-
Title
- Use of single dose low-molecular-weight heparin in long hemodialysis.
- Author
- Lai KN; Ho K; Li M; Szeto CC
- Address
- Department of Medicine, Queen Mary Hospital, University of Hong Kong, Pokfulam.
- Source
- Int J Artif Organs, 21(4):196-200 1998 Apr
- Abstract
- Low-molecular-weight (LMW) heparin has recently been used for anti-coagulation in
maintenance hemodialysis. The LMW heparin was administered as a single bolus in
hemodialysis that usually lasted for four hours or less. The regimen for administering LMW
heparin in hemodialysis of longer duration (5 hours or more) is not well documented and
manufacturers recommend a supplementary dose equivalent to one-quarter of the initial dose
to be given at 4 hours after the commencement of hemodialysis. In this study, we explored
whether administering a single dose of LMW heparin is feasible in hemodialysis of longer
duration. Maintenance five-hour hemodialysis sessions were performed in nine uremic
patients with two different heparin regimens: single dose of LMW heparin (nadroparin)

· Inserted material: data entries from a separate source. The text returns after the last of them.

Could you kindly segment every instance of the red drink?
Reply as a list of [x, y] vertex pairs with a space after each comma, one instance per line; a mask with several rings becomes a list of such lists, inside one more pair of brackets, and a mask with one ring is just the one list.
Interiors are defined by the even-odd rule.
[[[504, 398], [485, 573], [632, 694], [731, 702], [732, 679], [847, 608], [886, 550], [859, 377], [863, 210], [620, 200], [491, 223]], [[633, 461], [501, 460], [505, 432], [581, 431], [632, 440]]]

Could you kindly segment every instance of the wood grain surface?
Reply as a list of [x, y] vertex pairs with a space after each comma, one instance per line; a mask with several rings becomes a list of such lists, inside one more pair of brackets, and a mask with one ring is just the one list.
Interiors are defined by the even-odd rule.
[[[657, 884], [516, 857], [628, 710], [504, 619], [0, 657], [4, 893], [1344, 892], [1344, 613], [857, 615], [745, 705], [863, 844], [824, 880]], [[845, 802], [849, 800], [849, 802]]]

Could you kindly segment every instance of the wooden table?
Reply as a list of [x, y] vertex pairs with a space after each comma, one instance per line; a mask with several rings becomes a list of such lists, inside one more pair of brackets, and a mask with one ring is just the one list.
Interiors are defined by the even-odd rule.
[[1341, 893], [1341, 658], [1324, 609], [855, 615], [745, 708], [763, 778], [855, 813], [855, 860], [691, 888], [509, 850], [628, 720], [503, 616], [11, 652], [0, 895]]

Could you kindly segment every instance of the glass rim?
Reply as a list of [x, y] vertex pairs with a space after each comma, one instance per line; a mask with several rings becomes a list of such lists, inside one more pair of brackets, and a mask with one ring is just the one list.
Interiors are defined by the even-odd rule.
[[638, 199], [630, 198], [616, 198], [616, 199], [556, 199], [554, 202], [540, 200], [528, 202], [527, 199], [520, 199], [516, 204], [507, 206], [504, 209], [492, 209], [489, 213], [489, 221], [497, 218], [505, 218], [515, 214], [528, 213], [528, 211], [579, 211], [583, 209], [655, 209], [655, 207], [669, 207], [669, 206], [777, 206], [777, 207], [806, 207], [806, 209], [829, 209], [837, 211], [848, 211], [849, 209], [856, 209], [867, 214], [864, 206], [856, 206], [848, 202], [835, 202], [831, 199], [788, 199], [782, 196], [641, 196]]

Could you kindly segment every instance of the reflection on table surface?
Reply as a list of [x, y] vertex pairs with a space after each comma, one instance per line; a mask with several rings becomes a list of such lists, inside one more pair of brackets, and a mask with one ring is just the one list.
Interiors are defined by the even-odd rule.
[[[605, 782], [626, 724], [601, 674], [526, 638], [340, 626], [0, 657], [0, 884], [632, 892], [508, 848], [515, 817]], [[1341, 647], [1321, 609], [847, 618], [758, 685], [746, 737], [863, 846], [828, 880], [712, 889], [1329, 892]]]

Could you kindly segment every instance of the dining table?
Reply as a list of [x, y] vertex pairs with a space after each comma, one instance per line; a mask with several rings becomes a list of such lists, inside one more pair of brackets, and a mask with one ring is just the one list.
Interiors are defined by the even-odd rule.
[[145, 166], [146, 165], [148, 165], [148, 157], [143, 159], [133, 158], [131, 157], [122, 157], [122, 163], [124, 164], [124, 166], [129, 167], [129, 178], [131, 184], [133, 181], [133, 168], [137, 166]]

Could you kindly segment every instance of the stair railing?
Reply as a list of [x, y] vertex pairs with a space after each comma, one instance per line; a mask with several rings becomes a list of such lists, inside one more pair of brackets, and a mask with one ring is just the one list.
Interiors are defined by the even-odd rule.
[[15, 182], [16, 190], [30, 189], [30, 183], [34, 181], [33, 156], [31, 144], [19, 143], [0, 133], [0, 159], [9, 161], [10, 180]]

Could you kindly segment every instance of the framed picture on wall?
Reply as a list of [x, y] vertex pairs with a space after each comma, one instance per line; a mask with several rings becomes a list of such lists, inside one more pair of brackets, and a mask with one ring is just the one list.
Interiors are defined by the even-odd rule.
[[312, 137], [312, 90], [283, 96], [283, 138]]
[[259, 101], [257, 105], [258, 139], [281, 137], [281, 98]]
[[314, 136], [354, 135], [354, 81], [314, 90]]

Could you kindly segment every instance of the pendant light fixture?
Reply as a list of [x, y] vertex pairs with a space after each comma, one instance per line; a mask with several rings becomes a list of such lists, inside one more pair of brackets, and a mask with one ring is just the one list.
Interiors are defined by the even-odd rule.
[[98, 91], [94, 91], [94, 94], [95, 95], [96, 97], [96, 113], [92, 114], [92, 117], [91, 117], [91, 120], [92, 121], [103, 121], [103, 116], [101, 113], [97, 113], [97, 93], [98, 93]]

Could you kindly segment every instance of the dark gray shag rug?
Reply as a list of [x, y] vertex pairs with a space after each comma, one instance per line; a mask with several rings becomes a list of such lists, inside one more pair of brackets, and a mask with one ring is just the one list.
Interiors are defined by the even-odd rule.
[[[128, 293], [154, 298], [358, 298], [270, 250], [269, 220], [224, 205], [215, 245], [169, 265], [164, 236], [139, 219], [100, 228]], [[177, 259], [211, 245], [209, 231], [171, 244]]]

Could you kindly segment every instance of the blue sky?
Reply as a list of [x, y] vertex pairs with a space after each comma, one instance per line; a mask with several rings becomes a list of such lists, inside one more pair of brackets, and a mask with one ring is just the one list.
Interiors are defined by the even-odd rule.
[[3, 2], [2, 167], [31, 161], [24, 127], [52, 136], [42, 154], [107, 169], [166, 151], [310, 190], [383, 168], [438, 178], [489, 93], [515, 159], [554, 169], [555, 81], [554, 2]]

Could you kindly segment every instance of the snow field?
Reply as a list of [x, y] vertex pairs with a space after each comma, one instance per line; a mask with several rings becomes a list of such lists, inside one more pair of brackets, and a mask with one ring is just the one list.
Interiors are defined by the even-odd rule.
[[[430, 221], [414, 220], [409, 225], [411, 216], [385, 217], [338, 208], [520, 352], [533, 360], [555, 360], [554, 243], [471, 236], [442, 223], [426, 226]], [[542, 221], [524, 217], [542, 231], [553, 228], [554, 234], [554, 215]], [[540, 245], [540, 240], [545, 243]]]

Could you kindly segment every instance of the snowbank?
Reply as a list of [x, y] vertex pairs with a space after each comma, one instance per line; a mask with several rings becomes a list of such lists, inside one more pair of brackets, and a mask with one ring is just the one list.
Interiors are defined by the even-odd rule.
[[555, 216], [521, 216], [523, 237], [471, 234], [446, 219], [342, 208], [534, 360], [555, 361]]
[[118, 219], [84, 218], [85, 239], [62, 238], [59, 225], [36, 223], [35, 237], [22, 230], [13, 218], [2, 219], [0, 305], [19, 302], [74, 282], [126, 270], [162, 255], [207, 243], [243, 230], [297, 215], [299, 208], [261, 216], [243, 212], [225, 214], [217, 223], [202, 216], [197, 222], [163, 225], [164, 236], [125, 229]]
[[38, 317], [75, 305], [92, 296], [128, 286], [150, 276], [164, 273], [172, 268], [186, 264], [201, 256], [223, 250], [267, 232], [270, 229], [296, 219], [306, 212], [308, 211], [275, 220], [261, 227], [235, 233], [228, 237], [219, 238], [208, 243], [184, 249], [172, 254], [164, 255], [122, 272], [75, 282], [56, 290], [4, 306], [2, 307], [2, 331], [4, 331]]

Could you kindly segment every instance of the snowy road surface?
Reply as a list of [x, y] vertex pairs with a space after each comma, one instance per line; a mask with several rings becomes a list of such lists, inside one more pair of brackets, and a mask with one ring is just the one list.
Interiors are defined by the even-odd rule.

12,500 ICU AXa at the beginning of dialysis or a priming dose of nadroparin 10,000
ICU AXa at the beginning of dialysis followed by a supplementary dose of nadroparin
2,500 ICU AXa at the beginning of the fifth hour of dialysis. Clots in the airtraps or
clotting of the dialyser were not observed in hemodialysis with the single dose heparin
regimen. The anti-Xa activities at different time intervals during dialysis were above the
therapeutic range of 0.5 U/ml except towards the end of the hemodialysis treatment. There
was no difference between anti-Xa activities determined in dialysis sessions using two
different regimens of LMW heparin at any individual time interval. The anti-thrombotic
effect determined by the area under the time response curve for anti-Xa activity was
comparable in the two LMW heparin regimens. Hence, our findings suggest a single bolus
dose of LMW heparin (nadroparin) at 12,500 ICU AXa provides adequate, safe, and
effective anti-coagulation for five-hour hemodialysis. This practice is convenient and
avoids the necessity of administering a double dose of LMW heparin.